1. Steven Taylor, Acts of Conscience: World War II, Mental Institutions, and Religious Objectors (Syracuse University Press, 2009)
A historical account of Second World War conscientious objectors who, having already taken a very brave and difficult stand, were assigned to civilian public service work in state mental institutions and proceeded to act on their principles once again, exposing the abuse of disabled people within those institutions and organizing for reform. True public service indeed.
2. Judith Stone, When She Was White: The True Story of a Family Divided by Race (Miramax, 2007)
If you’ve seen the recent biopic Skin, or if you haven’t, check out Judith Stone’s nonfiction account of the story. The daughter of “white” Afrikaaners, Sandra Laing got classified at age 10 as “colored,” then famously legally reclassified as “white,” living her life on the knife edge of the color line. Stone’s version of this story about the arbitrary nature of and harm done by racial categorization is deeper and sharper than the film’s.

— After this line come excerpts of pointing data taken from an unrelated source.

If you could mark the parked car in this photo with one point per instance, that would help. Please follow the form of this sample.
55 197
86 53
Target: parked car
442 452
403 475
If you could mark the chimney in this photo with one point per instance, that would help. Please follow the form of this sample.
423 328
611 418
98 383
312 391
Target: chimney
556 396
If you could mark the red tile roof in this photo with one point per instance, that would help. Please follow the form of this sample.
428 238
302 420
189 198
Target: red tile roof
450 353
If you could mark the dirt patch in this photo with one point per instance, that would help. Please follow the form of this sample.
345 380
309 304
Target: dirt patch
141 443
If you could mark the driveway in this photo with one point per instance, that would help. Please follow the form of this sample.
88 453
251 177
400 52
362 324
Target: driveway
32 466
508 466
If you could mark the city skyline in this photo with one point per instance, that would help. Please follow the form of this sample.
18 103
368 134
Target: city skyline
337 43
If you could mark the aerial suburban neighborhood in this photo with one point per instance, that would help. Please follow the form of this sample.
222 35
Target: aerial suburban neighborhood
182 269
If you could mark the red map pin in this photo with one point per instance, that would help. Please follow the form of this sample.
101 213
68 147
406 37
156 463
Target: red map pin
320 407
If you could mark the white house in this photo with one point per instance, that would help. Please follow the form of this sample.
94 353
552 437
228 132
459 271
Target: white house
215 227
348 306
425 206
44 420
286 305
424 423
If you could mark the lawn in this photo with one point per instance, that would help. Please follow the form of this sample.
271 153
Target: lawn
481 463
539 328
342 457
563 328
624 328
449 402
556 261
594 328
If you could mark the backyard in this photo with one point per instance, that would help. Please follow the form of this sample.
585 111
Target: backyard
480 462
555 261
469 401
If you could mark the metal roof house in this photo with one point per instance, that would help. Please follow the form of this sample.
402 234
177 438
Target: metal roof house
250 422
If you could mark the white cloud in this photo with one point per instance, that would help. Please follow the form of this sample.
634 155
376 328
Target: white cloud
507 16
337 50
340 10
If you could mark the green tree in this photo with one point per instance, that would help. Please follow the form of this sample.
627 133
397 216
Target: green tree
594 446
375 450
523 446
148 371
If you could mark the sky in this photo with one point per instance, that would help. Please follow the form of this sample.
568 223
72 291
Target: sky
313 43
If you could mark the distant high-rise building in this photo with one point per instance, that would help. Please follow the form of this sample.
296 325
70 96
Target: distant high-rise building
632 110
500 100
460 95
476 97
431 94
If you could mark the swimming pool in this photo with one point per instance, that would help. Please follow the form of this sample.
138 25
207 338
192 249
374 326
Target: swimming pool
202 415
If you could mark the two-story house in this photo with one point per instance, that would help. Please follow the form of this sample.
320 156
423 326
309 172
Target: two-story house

3. Lisa (Tiny) Gray-Garcia, Criminal of Poverty (City Lights, 2009)
A challenging and affirming memoir of homelessness, poverty, art and activism by the founder of POOR magazine.
4. Bhanu Kapil, Humanimal: A Project for Future Children.
This short experimental volume of prose poetry from our local Kelsey Street Press (2009) follows the author’s trip with a film crew to “re-encounter” both her father and the story of wolfgirls Kamala and Amala, feral children found in the Bengal jungle in 1921. You can find out more about Kapul at her blog, which has a great title: “Was Jack Kerouac a Punjabi, http://jackkerouacispunjabi.blogspot.com/
5. Bob Blauner, Resisting McCarthyism: To Sign or Not to Sign California’s Loyalty Oath (Stanford University Press, 2009)
Fascinating story; important and much-needed model of intellectual courage.